ISSN 1470-3947 (print) | ISSN 1479-6848 (online)

Endocrine Abstracts (2014) 35 P139 | DOI: 10.1530/endoabs.35.P139

Ghrelin may have a role in obesity pathogenesis in patients with vitamin D deficiency

Muyesser Sayki Arslan1, Oya Topaloglu1, Melia Karakose1, Bekir Ucan1, Esra Tutal1, Basak Karbek1, Ilknur Ozturk Unsal1, Askin Gungunes1, Taner Demirci1, Mustafa Caliskan1, Zeynep Ginis2, Mustafa Sahin3, Erman Cakal1, Mustafa Ozbek1 & Tuncay Delibasi1

1Department of Endocrinology and Metabolism, Diskapi Yildirim Beyazit Training and Research Hospital, Ankara, Turkey; 2Department of Biochemistry, Iskapi Yildirim Beyazit Training and Research Hospital, Ankara, Turkey; 3Department of Endocrinology and Metabolism, School of Medicine Faculty, Ankara University, Ankara, Turkey.

Aim: Several studies suggest a link between vitamin D and obesity. Vitamin D may play a role in obesity. Ghrelin is an orexigenic peptide which induces obesity by central and peripheral mechanisms. Administration of ghrelin promotes food intake and decreased fat utilisation in rodents. Ghrelin levels are decreased in obese individuals.The aim of this study was to evaluate the relationship between vitamin D status and ghrelin levels.

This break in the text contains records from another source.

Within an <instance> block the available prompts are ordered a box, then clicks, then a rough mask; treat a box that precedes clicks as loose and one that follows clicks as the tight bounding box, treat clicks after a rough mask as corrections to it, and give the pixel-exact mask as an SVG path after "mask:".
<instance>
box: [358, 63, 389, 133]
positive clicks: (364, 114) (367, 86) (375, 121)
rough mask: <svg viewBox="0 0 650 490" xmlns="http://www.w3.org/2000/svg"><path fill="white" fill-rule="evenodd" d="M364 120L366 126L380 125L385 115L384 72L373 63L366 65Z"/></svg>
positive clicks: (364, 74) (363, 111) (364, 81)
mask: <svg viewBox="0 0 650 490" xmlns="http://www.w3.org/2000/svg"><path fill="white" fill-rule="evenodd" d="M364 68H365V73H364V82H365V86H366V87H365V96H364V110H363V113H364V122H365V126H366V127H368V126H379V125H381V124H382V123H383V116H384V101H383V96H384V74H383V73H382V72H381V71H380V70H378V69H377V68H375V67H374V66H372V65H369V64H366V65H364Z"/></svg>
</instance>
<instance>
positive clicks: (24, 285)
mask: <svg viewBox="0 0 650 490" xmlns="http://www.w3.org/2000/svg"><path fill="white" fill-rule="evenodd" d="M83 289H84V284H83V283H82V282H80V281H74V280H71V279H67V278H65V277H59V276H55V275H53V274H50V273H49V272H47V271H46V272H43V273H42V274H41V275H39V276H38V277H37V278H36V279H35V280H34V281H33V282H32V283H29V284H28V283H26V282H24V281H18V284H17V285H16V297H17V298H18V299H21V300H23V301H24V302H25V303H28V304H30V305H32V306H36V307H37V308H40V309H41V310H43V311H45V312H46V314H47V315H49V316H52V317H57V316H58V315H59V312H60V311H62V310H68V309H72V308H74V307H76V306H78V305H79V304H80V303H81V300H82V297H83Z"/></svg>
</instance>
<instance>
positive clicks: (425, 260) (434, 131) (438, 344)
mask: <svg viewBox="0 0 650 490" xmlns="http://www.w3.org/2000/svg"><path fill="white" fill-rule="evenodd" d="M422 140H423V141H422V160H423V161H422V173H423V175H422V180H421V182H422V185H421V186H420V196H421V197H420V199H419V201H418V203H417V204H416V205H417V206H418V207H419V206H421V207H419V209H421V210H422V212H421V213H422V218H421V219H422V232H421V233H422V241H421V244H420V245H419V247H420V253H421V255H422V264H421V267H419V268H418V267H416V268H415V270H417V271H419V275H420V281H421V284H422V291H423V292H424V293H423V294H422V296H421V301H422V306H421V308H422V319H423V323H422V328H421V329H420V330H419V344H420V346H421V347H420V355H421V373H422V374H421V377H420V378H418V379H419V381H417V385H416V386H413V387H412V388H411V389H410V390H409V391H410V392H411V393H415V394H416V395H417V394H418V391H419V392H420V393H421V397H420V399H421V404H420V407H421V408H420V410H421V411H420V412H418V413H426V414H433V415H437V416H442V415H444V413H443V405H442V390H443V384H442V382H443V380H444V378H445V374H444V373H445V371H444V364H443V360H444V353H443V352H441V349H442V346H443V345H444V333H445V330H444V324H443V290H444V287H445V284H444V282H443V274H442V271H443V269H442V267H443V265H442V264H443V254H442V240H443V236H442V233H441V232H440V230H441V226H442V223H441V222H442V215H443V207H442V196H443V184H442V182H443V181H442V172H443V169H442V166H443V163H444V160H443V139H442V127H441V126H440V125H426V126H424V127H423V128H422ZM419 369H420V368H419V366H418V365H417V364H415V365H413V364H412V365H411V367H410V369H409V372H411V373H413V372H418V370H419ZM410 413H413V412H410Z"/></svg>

Methods: All subjects applying to our clinic between December 2011 and February 2012 for whom 25 OH vitamin D3 (25(OH)D) levels measured were enrolled to this cross-sectional study. Those with a history of any metabolic disorder and those of any form of medication effect on obesity and vitamin D status were excluded. Patients were classified into two groups based on levels of 25(OH)D as group 1 (25(OH)D <20 ng/ml, n=65, and group 2 (25(OH)D ≥20 ng/ml, n=30.

Results: A total of 95 patients mean aged 35.06 (range, 18–57) years were enrolled in the study. Age and sex were similar between groups (P>0.05). BMI and waist circumference were found significantly higher in patients with group 1 than group 2 (P<0.01). HDL-C levels were also lower in patients with group 1 than group 2 (P=0.05). Also ghrelin levels were significantly higher in patients with group 1 than group 2 (P<0.05). On the other hand a significant positive correlation was established between 25(OH)D and BMI, HDL-C (respectively r=−0.262, P=0.01 r=0.253, P=0.03). However, a similar correlation was not found for the other metabolic parameters.

Conclusion: Vitamin D deficiency effects the ghrelin levels and ghrelin might contribute to the pathogenesis of weight gain and obesity in vitamin D deficient individuals. Further prospective clinical studies are needed to establish the relationship between ghrelin and vitamin D to clarify the pathogenesis of human obesity.